Mr Dempster describes the rapid increase in yields and harvest weight as a mystery. "Never before have we grown fish as fast as we can now."
Between March 2008-2009, there was a 14 per cent increase in mortality rates for Atlantic salmon. Before this mortality rates had been around two per cent. Now after the crisis, mortality rates are below one per cent.

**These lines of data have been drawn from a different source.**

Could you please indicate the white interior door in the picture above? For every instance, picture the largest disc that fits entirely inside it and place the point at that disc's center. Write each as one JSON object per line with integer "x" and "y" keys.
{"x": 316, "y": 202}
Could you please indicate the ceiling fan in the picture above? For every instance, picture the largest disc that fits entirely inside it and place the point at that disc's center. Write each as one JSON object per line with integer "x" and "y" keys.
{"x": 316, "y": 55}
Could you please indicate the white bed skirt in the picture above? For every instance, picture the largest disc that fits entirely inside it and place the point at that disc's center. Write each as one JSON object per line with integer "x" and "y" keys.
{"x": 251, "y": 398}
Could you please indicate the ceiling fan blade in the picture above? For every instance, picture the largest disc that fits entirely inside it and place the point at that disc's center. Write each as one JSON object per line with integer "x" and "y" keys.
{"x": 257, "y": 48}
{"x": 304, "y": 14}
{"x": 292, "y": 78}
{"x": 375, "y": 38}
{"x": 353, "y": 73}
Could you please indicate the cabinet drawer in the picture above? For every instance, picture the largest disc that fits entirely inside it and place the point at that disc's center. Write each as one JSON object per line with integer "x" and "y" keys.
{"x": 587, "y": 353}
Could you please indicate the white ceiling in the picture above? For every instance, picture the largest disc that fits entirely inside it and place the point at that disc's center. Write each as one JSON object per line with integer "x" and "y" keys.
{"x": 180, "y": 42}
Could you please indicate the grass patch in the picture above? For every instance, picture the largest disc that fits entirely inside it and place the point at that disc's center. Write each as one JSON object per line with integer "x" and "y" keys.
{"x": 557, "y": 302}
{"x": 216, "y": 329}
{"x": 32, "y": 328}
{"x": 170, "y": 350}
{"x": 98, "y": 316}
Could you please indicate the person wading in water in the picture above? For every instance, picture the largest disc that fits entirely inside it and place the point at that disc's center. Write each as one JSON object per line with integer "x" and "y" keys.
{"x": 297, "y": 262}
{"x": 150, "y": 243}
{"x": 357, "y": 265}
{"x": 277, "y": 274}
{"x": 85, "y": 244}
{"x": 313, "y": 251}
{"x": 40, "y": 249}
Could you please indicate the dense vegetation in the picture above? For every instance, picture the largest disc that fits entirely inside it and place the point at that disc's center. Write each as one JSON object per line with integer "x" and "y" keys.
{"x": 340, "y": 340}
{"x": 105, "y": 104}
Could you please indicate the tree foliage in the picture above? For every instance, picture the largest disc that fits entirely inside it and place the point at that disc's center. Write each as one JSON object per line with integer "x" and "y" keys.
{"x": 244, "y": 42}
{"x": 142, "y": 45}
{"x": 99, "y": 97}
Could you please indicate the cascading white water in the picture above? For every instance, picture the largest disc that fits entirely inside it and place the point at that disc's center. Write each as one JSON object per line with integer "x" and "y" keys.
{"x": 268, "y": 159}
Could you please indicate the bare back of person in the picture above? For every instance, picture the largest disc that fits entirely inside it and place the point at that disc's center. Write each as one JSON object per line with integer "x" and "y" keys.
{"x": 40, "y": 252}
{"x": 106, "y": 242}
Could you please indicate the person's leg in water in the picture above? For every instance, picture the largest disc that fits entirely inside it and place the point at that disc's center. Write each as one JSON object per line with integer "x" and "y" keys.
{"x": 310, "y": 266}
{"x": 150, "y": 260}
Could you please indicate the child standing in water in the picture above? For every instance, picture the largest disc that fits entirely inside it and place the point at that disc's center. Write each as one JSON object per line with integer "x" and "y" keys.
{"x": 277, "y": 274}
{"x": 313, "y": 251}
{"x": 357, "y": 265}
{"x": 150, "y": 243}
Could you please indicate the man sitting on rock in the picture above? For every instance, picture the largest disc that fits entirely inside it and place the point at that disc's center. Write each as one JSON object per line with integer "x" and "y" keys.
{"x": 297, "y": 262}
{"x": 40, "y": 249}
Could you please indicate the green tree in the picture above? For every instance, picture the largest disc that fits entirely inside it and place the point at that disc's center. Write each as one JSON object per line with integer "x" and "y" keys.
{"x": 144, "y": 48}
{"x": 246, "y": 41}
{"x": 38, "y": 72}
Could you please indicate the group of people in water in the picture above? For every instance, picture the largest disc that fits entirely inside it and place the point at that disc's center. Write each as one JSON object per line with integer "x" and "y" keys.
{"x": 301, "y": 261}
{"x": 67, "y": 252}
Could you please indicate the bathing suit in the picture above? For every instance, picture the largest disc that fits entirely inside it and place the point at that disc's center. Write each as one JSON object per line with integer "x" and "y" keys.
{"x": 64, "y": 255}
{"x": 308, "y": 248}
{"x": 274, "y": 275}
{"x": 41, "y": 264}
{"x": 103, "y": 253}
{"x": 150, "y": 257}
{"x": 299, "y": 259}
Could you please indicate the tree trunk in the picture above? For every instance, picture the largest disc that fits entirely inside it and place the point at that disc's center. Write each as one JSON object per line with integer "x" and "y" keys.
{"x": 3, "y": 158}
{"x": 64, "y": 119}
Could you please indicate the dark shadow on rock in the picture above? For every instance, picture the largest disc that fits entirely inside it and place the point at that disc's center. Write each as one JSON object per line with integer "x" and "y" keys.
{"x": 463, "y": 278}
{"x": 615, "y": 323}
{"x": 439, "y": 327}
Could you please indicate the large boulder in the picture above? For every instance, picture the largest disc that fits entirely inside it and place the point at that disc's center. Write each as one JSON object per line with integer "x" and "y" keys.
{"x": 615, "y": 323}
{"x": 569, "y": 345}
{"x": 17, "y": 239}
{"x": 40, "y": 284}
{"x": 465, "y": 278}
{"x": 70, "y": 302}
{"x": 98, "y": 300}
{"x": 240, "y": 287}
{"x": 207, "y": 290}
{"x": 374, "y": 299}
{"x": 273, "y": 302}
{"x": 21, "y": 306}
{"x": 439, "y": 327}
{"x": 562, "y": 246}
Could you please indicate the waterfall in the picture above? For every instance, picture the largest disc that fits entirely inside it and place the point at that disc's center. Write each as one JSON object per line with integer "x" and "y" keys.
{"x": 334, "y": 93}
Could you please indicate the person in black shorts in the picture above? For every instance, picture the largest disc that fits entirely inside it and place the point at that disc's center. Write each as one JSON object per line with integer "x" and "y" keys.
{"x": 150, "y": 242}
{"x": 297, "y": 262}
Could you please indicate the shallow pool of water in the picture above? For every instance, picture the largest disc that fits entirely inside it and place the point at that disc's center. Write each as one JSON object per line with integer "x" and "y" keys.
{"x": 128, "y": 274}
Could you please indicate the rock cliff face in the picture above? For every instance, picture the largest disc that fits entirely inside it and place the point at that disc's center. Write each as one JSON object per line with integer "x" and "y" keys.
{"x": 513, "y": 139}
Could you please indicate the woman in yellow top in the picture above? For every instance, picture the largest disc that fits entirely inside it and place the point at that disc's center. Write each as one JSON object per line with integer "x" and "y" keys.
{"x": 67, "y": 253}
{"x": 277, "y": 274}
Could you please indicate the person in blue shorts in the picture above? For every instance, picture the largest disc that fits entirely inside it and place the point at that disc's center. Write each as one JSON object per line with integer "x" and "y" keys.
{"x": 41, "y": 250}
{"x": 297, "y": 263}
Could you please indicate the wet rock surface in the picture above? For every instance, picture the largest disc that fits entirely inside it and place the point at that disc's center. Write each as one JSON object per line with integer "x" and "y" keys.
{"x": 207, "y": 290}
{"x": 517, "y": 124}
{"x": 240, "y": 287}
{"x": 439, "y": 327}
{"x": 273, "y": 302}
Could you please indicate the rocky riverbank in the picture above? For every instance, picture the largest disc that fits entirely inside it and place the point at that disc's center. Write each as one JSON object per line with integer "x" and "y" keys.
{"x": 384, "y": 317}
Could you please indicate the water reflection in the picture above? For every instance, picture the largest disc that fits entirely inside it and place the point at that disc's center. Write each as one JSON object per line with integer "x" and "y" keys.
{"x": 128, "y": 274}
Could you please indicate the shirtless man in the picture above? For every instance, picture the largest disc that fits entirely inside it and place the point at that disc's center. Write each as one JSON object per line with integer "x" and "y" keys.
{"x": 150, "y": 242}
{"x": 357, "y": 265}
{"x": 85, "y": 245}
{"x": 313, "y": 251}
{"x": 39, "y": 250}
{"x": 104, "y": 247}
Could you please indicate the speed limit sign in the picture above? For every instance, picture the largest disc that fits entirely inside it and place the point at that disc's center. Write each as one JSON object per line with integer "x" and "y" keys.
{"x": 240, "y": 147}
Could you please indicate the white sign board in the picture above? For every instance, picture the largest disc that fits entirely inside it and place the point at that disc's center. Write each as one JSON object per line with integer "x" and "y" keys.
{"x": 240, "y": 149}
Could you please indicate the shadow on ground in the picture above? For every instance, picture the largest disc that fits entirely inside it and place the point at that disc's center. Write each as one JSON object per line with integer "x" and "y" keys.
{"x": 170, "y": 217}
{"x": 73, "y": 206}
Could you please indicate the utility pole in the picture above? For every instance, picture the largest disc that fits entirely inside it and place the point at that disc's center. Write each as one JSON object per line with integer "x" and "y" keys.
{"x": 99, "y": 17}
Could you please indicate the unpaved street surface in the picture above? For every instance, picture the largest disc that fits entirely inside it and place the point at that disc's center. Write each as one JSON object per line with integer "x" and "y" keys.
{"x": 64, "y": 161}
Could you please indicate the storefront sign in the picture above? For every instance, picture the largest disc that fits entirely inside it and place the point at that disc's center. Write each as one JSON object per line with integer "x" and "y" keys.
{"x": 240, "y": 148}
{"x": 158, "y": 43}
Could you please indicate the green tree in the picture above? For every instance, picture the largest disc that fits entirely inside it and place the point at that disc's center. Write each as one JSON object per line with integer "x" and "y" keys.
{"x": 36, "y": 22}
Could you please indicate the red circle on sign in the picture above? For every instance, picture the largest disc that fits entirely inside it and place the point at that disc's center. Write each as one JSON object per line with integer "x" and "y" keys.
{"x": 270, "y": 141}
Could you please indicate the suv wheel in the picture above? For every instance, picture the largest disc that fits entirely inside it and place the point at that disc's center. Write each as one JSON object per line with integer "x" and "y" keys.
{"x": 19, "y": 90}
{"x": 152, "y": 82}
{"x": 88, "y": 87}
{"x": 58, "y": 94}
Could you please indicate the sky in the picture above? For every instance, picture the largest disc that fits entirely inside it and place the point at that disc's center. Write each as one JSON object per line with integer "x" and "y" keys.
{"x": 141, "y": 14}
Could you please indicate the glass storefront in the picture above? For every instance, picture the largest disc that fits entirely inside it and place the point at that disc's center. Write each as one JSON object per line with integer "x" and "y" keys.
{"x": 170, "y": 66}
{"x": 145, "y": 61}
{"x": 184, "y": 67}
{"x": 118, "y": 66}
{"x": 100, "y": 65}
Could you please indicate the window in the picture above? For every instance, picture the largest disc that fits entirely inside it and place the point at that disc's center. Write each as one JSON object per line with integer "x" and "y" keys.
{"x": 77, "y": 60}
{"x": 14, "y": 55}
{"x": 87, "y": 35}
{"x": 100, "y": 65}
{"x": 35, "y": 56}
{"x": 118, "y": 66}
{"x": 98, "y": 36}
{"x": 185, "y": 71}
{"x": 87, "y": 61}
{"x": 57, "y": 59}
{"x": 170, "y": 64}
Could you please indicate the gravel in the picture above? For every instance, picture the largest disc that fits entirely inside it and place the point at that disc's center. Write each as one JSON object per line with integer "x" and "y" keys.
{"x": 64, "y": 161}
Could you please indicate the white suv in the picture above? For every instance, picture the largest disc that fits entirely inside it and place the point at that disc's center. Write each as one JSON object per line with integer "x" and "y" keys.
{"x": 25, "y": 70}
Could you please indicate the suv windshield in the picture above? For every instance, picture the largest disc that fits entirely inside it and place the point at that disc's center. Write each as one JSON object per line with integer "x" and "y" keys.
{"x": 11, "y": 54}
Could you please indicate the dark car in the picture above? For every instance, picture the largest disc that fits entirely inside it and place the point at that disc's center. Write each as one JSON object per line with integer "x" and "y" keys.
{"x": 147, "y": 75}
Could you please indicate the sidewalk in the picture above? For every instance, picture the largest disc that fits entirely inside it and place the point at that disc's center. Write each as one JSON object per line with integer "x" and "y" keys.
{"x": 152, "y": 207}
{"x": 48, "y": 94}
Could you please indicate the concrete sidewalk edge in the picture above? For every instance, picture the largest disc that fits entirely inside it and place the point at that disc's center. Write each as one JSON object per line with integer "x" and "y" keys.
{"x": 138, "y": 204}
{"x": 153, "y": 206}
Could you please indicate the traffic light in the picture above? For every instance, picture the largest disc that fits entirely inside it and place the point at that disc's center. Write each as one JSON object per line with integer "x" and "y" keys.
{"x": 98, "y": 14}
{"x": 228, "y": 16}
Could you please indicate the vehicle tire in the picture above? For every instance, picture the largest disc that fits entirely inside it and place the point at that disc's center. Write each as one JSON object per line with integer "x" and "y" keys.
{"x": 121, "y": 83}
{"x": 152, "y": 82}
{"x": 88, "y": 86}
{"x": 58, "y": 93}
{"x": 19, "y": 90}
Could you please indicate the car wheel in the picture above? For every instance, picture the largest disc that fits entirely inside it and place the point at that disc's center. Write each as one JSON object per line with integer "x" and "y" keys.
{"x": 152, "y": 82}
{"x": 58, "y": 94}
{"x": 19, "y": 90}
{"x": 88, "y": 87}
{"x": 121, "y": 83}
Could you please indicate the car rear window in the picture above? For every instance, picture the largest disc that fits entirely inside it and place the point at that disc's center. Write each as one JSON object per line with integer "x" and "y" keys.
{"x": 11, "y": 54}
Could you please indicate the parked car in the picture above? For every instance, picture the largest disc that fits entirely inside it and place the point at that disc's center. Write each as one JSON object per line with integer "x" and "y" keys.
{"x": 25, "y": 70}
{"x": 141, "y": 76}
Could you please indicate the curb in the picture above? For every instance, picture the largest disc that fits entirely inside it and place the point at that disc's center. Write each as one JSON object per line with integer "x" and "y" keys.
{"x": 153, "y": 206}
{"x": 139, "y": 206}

As of 2006, the number of lice (caligus) per fish shot up, peaking in the summer of 2007 at over 30 lice per fish. Mr Dempster said that with parasite pressure peaking in 2007, it is believed to have played a key role on the ISA outbreak.
Since the ISA outbreak, parasite pressure is well below pre-crisis levels.
During the crisis, egg demand nearly halved.
Since the outbreak of ISA, strict controls have been put in place to reduce the risk of importing disease into the country.
Egg importation rules state that only Denmark, Iceland and Australia are allowed to export eggs into Chile. This fall in egg imports, means that more eggs will need to be produced in Chile.
However efficiency has increased, in 2006 it took five eggs or more to produce one smolt. This has reduced to 1.6 eggs per smolt.
Mr Dempster said that whilst this was excellent news, greater investment is needed in Chile if the country wants to increase production.
Nearly all Atlantic salmon smolts are produced in land based hatcheries, which means that investment is needed in new land based hatcheries to reach production targets.
Hatcheries are desperately required as the country becomes more dependent on its own egg production.
Farm Sizes and Risks
Since the ISA crisis, salmon farming is much more regulated. There are timing restrictions on smolt transfer from freshwater, fish movements between sea water farms are forbidden, and areas are split into neighbourhoods, where strict fallow periods must be followed.
Triggered by economies of scale and decreased availability of farms, the number of smolts per farm is increasing. In 2006 the average production was over one million smolts per farm. During the crisis the number of smolts produced on each farm fell by 200,000 smolts per farm, production is increasing, with the average now being 800,000 smolts per farm.
With the new regulations, Mr Dempster questioned whether there might be rules brought in to limit the amount of fish which can be produced on an individual farm.
Standing biomass is increasing from its record low in December 2009. During 2009 there were almost no Atlantic salmon in the water, and the levels of standing biomass undoubtedly played a huge role in the recovery of the industry.
Standing biomass in 2011 is growing fast but still at about 63 per cent below its peak in 2008.
The production of Atlantic salmon is expected to increase over the next few years. Harvested biomass in 2009 and 2010 reached its lowest in the last 10 years. However since then production has been steadily increasing.
Growth is expected to peak in 2013 at 900,000 tonnes.
Mr Dempster said that 76 per cent of the industry's growth will be based on Atlantic salmon.
Structural: How can Chile make rational and sustainable use of a common resource? Is this at all possible, asked Mr Dempster.
Since the crisis, there are more management methods which have been introduced to control disease risks. Each neighbourhood must enter a fallow period at designated times. There are heavy fines for those not complying.
The difficulties occur when companies own a different number of farms/ licences in various neighbourhoods. This makes the situation increasingly difficult to control.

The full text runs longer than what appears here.